As it bites harder, the notion of having to rethink healthcare, and find ways of triggering wellbeing, are no longer seen as radical. But, as Graham Leicester says in his book (reviewed in this issue, page 51) ‘only transformative innovation can deliver a fundamental shift towards new patterns of viability in tune with our aspirations for the future’. This begs the question of what sort of future we are aspiring to; because the future we imagine will affect how we innovate, and how we innovate will shape the future. And indeed complementary therapies might be signposts to medicine’s future if they signify elements the mainstream lacks.
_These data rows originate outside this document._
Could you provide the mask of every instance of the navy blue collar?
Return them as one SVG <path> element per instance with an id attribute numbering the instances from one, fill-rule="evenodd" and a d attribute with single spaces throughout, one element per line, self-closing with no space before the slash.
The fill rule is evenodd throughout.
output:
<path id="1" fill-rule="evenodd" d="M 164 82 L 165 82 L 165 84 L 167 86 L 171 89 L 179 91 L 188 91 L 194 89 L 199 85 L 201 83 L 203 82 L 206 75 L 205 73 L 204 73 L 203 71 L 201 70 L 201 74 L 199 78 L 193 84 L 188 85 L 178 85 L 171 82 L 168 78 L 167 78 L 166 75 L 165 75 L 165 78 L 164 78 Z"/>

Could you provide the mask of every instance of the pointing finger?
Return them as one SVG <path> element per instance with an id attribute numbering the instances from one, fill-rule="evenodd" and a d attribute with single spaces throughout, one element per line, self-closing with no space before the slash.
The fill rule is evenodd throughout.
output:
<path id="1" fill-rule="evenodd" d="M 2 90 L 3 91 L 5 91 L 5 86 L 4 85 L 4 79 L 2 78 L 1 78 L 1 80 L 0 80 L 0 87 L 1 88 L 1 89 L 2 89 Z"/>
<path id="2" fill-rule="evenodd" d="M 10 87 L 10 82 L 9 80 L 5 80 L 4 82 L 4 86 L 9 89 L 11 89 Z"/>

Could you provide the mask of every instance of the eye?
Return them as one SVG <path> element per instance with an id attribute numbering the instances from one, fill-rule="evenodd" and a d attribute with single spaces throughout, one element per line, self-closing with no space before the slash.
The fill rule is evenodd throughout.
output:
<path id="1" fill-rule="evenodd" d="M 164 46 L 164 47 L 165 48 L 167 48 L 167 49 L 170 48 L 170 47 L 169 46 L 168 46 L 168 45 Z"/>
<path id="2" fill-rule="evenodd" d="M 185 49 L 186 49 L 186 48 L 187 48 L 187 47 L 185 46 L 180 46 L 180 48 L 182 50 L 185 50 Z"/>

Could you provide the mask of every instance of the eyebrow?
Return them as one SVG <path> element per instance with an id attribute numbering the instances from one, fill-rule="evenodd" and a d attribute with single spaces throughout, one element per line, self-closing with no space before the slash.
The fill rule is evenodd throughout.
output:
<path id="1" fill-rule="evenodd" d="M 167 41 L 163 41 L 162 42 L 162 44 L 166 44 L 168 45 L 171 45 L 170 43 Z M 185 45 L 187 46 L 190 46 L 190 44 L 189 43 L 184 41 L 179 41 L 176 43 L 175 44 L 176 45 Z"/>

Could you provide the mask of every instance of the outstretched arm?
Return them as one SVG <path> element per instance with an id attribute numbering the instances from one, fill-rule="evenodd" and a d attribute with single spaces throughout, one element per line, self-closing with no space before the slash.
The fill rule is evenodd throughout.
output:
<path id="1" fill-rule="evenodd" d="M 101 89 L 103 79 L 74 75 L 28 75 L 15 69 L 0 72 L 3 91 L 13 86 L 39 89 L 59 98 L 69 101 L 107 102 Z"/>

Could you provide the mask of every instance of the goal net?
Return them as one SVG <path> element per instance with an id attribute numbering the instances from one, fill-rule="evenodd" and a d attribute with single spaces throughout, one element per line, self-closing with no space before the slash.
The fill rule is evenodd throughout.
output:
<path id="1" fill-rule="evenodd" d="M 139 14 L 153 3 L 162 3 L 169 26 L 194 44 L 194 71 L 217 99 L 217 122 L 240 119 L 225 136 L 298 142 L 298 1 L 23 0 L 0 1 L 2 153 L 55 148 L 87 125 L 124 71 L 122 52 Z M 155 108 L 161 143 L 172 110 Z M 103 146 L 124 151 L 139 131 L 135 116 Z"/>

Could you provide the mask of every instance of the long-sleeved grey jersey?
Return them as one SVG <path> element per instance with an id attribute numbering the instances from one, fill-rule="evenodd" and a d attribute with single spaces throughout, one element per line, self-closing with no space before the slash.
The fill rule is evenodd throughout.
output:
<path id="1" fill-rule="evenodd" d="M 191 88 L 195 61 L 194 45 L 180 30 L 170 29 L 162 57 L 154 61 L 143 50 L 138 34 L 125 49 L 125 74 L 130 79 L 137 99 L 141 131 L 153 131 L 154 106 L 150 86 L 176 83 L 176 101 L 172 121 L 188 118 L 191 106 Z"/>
If so it would be a future where society will support healthy ways of life and empower self-care, where care will be as important in healthcare as cure,where medicine will promote resilience, and work with a fuller understanding of the body-mind and of humankind’s ancient relatedness to the other-than-human world.
Ivan Illyich (1975) insisted that medicine must recognise its limits, for in its current form it is no more sustainable than is our industrial-consumer society, predicated as it is on limitless growth. If these entangled worldviews are now running into the buffers of the biosphere’s very real limits, then we must have in mind a much bigger idea about transformation, and a wider vision of the kind of future we want.
It has been said (by William Gibson whose 1984 science fiction novel Neuromancer predicted the internet and virtual reality a decade before the web took off) that:
‘the future is already here – it’s just not evenly distributed’.